The authors’ select list of visionary companies include: 3M, American Express, Boeing, Citicorp, Ford, General Electric, Hewlett-Packard, IBM, Johnson & Johnson, Marriot, Merck, Motorola, Nordstrom, Philip Morris, Proctor & Gamble, Sony, Wal-Mart and Walt Disney.
Based on a six-year research project at the Stanford University Graduate School of Business, the authors examine the histories of these companies and compare them with other successful companies in their respective industries (called comparison companies in the book) and extract the factors or “habits” that account for their long-term success.
The author observe that visionary companies’ performance are way ahead of other successful companies in their industries. In the graph of the cumulative stock returns on the investments between January 1, 1926 to December 31, 1990, the authors show that a one-dollar investment in the general market stock fund in 1926 would have grown to $415 by 1990, an equal investment in the comparison companies would have grown to $955, while the same investment in visionary companies would have grown to $6,356 a 563 percent increase as compared with the other companies and a whooping 1, 431 percent increase as compared with the general market.
Given the data, it is no wonder that many would want to find out the secrets of these visionary companies. What were their beginning? How did they become to be what they are now? What characteristics do they have in common that set them apart from the other companies? How can one use their experiences to create, build and maintain a visionary company? All the answers to these intriguing questions are found in the book. Their findings shatter many myths on corporate success.
Myth on Leaders
One of the myths shattered ion this book is that visionary companies require great and charismatic visionary leaders (it is interesting to note that a seminar widely held belief is that a great nation requires a great leader). Collins and Porras present evidence that is contrary to this belief. They write: “In one of the most fascinating important conclusions from our research, we found that creating and building a visionary company absolutely does not require… a great and charismatic leader. In fact, we found evidence that great ideas brought forth by charismatic leaders might be negatively correlated with building a visionary company.”

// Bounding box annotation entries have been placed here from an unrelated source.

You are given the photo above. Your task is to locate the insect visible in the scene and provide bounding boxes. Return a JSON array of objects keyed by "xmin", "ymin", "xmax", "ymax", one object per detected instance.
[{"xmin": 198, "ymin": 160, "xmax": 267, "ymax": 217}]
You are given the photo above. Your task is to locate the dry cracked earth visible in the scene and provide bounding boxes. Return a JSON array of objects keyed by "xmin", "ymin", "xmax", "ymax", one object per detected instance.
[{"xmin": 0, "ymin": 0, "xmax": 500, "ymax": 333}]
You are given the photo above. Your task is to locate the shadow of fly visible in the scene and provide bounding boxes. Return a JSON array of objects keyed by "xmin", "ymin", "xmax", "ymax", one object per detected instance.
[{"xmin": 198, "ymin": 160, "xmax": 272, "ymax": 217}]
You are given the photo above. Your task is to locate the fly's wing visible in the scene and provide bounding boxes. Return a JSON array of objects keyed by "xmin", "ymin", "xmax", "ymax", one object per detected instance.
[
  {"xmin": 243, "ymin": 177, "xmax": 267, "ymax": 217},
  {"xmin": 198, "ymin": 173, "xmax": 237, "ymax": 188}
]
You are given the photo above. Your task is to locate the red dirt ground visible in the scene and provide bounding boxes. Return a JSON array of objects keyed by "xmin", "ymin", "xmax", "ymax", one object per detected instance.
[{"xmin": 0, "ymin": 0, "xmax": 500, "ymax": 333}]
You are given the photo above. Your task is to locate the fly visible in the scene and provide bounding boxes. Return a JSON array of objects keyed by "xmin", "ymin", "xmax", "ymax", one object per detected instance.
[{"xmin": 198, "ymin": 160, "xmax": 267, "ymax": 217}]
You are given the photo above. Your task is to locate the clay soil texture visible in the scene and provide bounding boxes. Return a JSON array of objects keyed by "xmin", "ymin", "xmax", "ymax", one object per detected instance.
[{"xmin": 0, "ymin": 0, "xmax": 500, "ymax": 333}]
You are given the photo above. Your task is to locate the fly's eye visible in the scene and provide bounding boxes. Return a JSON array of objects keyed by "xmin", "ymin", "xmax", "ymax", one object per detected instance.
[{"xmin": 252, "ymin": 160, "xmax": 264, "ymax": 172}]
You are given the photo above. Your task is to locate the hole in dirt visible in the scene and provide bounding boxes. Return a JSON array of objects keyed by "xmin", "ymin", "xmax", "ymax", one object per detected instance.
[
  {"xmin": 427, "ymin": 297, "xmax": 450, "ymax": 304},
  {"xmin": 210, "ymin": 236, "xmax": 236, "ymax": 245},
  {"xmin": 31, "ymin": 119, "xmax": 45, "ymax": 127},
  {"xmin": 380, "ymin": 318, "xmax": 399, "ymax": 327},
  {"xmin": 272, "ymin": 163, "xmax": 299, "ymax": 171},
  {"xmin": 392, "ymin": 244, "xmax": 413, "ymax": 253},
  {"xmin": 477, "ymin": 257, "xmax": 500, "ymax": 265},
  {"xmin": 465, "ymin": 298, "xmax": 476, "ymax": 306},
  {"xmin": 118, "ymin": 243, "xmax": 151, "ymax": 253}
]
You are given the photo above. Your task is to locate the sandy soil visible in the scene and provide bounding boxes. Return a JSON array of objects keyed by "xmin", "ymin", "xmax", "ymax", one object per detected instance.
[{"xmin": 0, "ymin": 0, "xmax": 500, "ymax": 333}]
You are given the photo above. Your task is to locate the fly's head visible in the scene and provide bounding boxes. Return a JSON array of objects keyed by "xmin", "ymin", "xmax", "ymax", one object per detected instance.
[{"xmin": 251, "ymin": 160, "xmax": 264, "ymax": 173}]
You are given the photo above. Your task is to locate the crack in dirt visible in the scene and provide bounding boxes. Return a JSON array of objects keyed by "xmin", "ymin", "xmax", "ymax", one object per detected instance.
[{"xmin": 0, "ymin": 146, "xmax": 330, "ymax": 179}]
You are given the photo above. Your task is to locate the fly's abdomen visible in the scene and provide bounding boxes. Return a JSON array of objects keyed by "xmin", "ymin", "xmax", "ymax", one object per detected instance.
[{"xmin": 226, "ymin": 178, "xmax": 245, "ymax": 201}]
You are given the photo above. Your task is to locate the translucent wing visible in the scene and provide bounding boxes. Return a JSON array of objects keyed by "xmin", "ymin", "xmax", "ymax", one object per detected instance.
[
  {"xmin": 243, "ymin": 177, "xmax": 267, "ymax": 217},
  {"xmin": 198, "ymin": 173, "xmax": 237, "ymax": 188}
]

To explain this finding, the authors use an interesting metaphor. They write that visionary companies concentrate on “clock building” rather than “time telling.” They write: “Imagine you meet a remarkable person who could look at the sun or starts at any time of day or night and state the exact time and date… This person would be an amazing time teller, and we’d probably revere that person for the ability to tell time but wouldn’t that person be even more amazing if, instead of telling the time, he or she built a clock that could tell tome forever. Even after he or she was dead and gone?”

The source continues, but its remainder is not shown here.